De plannen van het kabinet om de studiefinanciering van mbo-deelnemers ouder dan dertig jaar af te schaffen, heeft grote gevolgen voor herintreders en zij-instromers. Ook in de kinderopvang werken veel mensen die zich op latere leeftijd hebben laten omscholen. De MBO-Raad waarschuwt voor de gevolgen van deze maatregel voor sectoren die juist afhankelijk zijn van deze werknemers.
Alleen maar investeren in jong talent
‘Het kabinet gaat er te gemakkelijk van uit dat mensen dat zelf wel betalen of dat de werkgever wel investeert,’zegt Jan van Zijl, voorzitter MBO Raad. ‘Maar het gaat hier ook om mensen die bijvoorbeeld werkloos zijn of dreigen te raken en via om- of bijscholing aan het werk hopen te komen of te blijven.’ De MBO Raad denkt dat de plannen zand gaan strooien in de machine die de economie op gang moet helpen en houden. Volgens de Raad wordt er alleen geïnvesteerd in jong talent, terwijl de groep dertig plussers die een tweede kans op de arbeidsmarkt nodig heeft vele malen meer vertegenwoordigd is op MBO-niveau.

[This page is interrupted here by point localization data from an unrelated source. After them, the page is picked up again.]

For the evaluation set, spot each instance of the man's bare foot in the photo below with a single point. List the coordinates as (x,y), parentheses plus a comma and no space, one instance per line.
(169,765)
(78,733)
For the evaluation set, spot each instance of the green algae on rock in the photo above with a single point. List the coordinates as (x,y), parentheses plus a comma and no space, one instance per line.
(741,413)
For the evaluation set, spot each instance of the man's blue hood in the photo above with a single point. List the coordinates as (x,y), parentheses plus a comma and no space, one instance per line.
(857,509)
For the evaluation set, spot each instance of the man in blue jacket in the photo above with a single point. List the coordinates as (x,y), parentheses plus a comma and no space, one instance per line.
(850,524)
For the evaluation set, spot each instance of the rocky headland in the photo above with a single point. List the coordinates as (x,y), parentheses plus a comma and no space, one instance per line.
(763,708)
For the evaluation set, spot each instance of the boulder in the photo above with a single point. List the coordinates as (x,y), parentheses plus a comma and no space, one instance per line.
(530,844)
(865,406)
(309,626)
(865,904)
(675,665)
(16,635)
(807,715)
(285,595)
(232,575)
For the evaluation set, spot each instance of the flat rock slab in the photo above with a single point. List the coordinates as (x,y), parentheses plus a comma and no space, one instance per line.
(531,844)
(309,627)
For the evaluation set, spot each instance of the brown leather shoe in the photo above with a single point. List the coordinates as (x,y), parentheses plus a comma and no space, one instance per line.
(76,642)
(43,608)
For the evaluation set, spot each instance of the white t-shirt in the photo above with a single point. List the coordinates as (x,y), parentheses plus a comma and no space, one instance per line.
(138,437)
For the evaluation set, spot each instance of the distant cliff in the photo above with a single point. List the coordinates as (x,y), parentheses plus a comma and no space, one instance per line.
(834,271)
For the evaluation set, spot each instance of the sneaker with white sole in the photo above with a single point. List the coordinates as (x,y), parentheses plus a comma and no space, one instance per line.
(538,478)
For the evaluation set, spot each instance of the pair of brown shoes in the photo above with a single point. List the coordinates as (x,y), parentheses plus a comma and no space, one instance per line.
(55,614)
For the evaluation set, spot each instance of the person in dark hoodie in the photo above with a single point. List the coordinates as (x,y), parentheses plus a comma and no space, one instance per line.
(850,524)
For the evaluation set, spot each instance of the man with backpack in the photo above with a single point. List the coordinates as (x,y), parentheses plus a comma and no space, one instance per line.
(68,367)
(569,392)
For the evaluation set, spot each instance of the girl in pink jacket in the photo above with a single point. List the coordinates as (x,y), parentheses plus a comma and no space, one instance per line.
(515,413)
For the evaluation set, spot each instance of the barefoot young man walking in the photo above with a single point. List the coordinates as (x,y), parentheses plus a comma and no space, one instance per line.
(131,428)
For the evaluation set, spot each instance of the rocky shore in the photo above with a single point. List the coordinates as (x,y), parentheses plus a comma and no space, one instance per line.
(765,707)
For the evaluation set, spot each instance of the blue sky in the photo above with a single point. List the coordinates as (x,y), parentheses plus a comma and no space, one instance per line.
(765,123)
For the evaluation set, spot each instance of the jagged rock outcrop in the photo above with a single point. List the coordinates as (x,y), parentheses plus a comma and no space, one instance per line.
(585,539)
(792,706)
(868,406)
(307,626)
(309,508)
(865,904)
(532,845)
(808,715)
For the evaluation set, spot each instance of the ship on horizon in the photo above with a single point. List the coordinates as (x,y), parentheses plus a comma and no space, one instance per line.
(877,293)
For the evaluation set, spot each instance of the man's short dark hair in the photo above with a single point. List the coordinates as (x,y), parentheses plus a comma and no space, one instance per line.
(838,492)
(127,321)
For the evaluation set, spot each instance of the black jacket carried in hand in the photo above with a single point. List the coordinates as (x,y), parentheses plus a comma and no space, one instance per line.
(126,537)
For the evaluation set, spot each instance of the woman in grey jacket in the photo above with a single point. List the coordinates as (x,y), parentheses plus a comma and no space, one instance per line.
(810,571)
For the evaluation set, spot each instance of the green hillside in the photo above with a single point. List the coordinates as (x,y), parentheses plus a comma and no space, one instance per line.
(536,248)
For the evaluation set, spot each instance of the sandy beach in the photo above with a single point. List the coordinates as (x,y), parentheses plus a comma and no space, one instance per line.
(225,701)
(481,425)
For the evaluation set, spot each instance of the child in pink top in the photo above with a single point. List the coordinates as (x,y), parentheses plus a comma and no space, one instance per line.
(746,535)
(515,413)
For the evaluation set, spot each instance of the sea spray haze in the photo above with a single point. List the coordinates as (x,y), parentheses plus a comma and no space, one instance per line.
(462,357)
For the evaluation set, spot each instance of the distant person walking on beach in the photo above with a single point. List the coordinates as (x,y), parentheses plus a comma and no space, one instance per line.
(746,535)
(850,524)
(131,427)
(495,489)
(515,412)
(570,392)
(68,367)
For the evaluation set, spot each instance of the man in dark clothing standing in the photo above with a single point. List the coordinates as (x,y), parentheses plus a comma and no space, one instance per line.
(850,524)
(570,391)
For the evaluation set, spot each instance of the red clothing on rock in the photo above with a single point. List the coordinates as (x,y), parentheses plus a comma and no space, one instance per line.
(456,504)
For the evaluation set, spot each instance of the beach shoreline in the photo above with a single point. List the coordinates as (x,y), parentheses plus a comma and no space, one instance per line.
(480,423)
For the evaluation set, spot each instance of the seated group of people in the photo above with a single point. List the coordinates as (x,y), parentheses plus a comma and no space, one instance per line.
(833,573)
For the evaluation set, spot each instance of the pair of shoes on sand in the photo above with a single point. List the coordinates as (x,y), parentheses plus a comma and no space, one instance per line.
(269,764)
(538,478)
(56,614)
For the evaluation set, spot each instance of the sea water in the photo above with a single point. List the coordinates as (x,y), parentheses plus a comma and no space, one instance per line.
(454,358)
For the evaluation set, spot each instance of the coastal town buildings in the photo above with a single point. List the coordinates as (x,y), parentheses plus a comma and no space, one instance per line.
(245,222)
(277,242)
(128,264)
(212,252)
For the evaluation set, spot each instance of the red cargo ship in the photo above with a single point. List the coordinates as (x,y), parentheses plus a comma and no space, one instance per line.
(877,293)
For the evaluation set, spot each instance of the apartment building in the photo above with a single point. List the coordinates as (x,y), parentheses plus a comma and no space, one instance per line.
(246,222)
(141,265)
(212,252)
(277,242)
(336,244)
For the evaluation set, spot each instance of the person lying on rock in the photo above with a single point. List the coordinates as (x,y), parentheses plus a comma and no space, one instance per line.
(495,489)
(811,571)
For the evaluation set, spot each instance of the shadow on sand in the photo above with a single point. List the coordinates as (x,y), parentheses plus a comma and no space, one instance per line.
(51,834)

Een kleine ramp voor de nederlandse economie
‘Dit kabinetsvoornemen mag je betitelen als een kleine ramp voor de Nederlandse economie en staat op gespannen voet met het speerpunt om werknemers flexibel en ook langer op de arbeidsmarkt inzetbaar te houden’ vindt Van Zijl. Hij noemt de zorg als voorbeeld waar het personeelstekort vooral wordt opgelost door mensen die zich op latere leeftijd hebben laten omscholen. De werkgevers in de zorg hebben al aangegeven niet het geld te hebben om in opleidingen te investeren.